By BARBARA S. WILLIAMS – The Post and Courier
The good news is that a misguided attempt to reverse last year’s hard-fought national building code mandate for fire sprinklers in new residential construction has gone down to overwhelming defeat. It’s safe to say that when the committee and floor votes were taken late last month, no one in the Baltimore, Md., audience of several thousand was more elated than S.C.’s State Fire Marshal John Reich.
Reich describes the International Code Council’s reaffirmed commitment to the residential sprinkler mandate as ‘fantastic.’ Now, the question is whether homebuilder opposition to the mandate can be overcome at the state level. Expect to wait much of next year for the answer.
The prolonged process for adopting a new national building code in this state says the 2009 code won’t be up for approval until the middle of 2010. The comment period will end Dec. 2 and hearings will be conducted for another six months. It would then be up for approval by the S.C. Building Code Council. If there are no hitches, the new sprinkler mandate could go into effect as scheduled in January 2011.

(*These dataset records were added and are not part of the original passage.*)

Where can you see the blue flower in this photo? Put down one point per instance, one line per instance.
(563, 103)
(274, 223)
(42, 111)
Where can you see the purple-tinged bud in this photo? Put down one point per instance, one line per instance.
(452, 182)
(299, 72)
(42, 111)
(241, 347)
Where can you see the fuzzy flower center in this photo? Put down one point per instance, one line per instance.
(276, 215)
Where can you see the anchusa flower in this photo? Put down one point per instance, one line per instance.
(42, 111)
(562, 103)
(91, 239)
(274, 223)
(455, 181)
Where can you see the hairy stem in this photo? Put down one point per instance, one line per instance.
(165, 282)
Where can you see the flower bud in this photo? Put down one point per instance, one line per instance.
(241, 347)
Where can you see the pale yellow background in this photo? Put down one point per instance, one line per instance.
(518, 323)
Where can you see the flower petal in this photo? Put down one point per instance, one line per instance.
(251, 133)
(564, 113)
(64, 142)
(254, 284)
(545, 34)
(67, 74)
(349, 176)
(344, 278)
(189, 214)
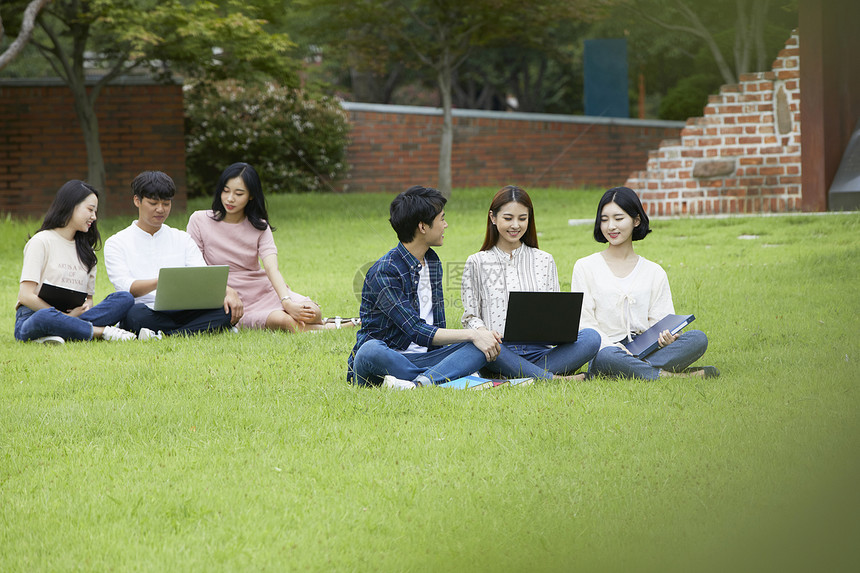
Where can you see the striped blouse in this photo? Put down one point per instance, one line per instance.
(490, 275)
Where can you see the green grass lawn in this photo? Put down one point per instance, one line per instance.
(250, 452)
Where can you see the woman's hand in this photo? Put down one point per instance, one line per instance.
(304, 311)
(666, 338)
(79, 310)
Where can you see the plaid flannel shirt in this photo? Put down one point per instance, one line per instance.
(390, 309)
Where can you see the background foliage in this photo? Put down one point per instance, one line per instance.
(298, 139)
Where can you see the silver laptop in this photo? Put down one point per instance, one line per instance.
(191, 288)
(543, 317)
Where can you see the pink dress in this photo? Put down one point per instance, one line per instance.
(241, 247)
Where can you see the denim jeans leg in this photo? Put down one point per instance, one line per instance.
(615, 362)
(450, 362)
(111, 310)
(689, 347)
(374, 360)
(511, 363)
(30, 325)
(176, 321)
(567, 358)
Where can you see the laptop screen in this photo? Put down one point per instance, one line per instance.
(543, 317)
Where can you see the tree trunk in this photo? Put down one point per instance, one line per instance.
(446, 141)
(89, 122)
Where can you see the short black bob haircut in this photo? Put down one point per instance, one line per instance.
(629, 202)
(415, 205)
(155, 185)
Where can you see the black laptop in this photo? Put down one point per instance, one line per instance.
(543, 317)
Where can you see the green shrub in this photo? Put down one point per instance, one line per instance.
(689, 97)
(295, 140)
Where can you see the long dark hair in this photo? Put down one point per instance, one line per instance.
(255, 210)
(70, 195)
(508, 194)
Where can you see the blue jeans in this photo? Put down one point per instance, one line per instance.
(31, 324)
(375, 359)
(176, 321)
(540, 361)
(613, 361)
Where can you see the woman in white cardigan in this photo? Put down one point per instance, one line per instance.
(625, 294)
(509, 260)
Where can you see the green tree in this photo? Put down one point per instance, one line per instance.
(28, 22)
(744, 23)
(103, 39)
(437, 36)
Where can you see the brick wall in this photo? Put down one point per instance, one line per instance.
(393, 147)
(41, 145)
(742, 156)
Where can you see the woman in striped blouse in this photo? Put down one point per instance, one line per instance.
(509, 260)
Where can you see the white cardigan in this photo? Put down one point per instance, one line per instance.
(619, 307)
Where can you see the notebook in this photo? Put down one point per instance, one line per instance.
(542, 317)
(61, 298)
(191, 288)
(647, 342)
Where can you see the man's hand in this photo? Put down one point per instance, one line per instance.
(233, 303)
(487, 341)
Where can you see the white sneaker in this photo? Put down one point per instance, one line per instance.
(148, 334)
(113, 334)
(397, 384)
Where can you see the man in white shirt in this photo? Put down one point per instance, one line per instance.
(134, 256)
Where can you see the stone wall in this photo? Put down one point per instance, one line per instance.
(743, 156)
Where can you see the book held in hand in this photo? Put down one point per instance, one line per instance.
(647, 342)
(61, 298)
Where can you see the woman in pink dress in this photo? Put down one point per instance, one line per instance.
(236, 233)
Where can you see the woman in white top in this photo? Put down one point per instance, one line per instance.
(625, 294)
(509, 260)
(62, 254)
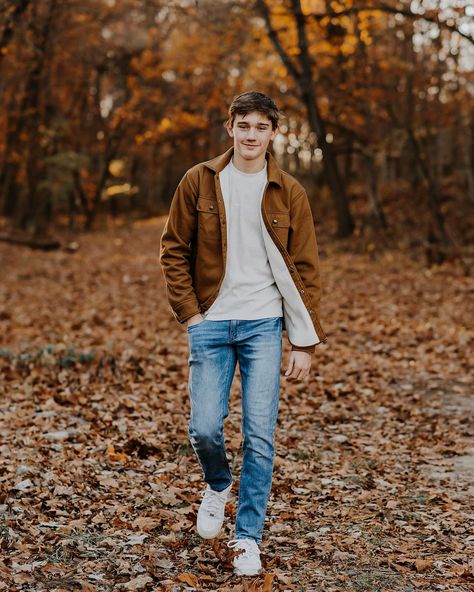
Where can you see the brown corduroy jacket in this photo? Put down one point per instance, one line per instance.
(193, 247)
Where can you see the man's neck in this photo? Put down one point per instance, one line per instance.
(248, 166)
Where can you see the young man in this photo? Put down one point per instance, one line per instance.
(240, 261)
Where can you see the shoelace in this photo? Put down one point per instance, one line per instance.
(250, 547)
(213, 501)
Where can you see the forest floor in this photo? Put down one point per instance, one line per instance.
(374, 472)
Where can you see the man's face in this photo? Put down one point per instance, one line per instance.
(252, 134)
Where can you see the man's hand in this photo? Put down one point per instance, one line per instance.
(299, 365)
(197, 318)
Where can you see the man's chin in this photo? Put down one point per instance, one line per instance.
(250, 154)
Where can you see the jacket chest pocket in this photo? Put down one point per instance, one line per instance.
(208, 218)
(280, 222)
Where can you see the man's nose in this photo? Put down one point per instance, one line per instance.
(251, 134)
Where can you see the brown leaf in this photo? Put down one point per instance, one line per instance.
(189, 578)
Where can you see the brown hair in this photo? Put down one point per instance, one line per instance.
(253, 101)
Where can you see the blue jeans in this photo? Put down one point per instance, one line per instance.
(214, 348)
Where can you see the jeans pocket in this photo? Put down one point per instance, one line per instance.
(189, 327)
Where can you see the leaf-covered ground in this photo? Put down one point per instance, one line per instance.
(99, 487)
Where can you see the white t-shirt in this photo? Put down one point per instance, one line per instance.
(248, 290)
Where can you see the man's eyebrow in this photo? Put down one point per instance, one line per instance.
(260, 123)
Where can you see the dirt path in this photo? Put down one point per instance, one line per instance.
(99, 488)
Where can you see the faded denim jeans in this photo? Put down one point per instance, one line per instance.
(214, 349)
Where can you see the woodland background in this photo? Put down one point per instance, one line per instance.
(104, 105)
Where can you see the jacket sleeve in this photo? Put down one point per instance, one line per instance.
(303, 248)
(175, 251)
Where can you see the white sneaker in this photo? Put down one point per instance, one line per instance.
(211, 512)
(247, 563)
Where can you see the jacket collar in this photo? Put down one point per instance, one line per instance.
(220, 162)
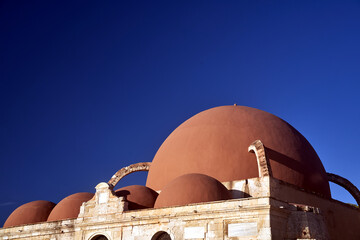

But Reich is realistic enough to recognize that the homebuilder opposition that was recently thwarted at the ICC gathering in Baltimore will re-emerge in the state adoption process. While he appreciates the need to keep increases in construction costs at a minimum, he contends that the savings in lives and property to be gained by the $2 per square foot cost of sprinklers in single and two-family homes should be ‘a no brainer.’ According to Reich, some 400 communities already have new residential sprinkler requirements.
Among those is Prince George’s County, Md., which has had such a requirement in place for 15 years. A recent study of the results by sprinkler advocacy groups along with the University of Maryland shows that of the 13,494 house fires during that period, there were 101 deaths and 328 injuries in homes without sprinklers.
In homes that were sprinkler protected, there were no deaths and six injuries. During that time, sprinklers were activated 245 times in homes where 446 people were present. Property loses in sprinkler protected homes were said to be cut dramatically.
No one knows the value of sprinklers more than city of Charleston Fire Chief Thomas Carr, who formerly was chief of the Columbia County, Md., fire department, which was among the pioneers in the sprinkler mandate. He took over the reins of the Charleston Department after the deaths of nine firefighters more than two years ago in the horrific Sofa Super Store fire where, according to investigators, sprinklers could have saved lives. Unlike residences, most commercial properties are required to have sprinklers. The Sofa Super Store predated that mandate.
That tragedy, along with a fire at a North Carolina beach house where seven S.C. college students lost their lives, finally got legislative attention. The beach house had working smoke detectors but no sprinklers. But rather than strengthening old and imposing new sprinkler mandates, lawmakers passed an incentive package that has yet to implemented in any South Carolina community.
Carr’s plan to take that package to City Council this fall has been delayed until early next year, but he made it clear through a spokesman that it is no less a priority.
Four Charleston firemen were among the 71 S.C. fire and building inspection officials in Baltimore last month working to keep the ICC’s residential sprinkler mandate in place. According to reports, only a two-thirds vote at a May ICC conference can remove the mandate from the national code, now considered virtually impossible.